Obermann

Senancour, Étienne Pivert de
Prix : 15 000 €

Exemplaire de l'auteur sur papier de Chine.

1833.

2 tomes en un volume grand in-8. 2 ff., XVI pp., 408 pp. (2) ff., 379 pp.: demi-chevrette prune à coins, dos à quatre faux nerfs richement orné or et à froid, roulette à froid sur les mors et fleurons à froid sur les coins, entièrement non rogné, premier plat de la couverture muette de papier rose conservé.

Reliure de l'époque.

216 x 170 mm.

SENANCOUR, Étienne Pivert de. Obermann. Deuxième édition. Avec une préface de Sainte-Beuve. Paris, Librairie d’Abel Ledoux, 1833.

Deuxième édition, en partie originale.

Édition originale de la préface de Sainte-Beuve.

Un des deux ou trois exemplaires tirés sur papier de Chine.

Un des bréviaires du romantisme.

L'édition originale de ce roman d'initiation par lettres, parue en 1804, était passée inaperçue.

Dans sa préface à cette deuxième édition, Sainte-Beuve relève pourtant les similitudes d'Obermann avec le René de Chateaubriand, tous deux parus sous le Consulat, dans la peinture du "mal du siècle". L'édition fit date : elle marqua la redécouverte de Senancour par la génération romantique.
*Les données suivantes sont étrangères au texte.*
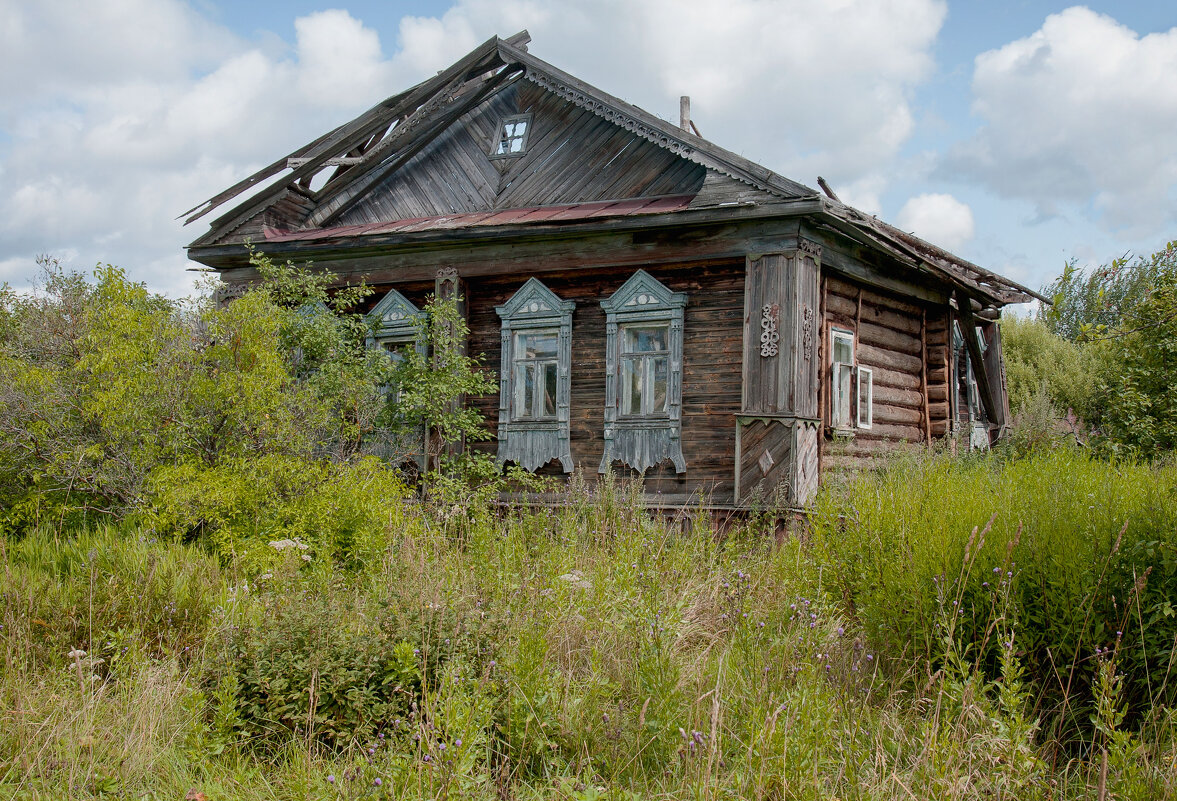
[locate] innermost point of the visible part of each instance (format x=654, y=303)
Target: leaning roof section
x=367, y=149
Sept ans plus tard (1840), George Sand préfaça l'ouvrage et Liszt lui consacra deux pièces des Années de pèlerinage. Balzac et Delacroix ne furent pas moins enthousiastes, le premier faisant déclarer à l'un des protagonistes d'Un grand homme de province à Paris, qu'Obermann est « un magnifique livre, le pianto de l'incrédulité. »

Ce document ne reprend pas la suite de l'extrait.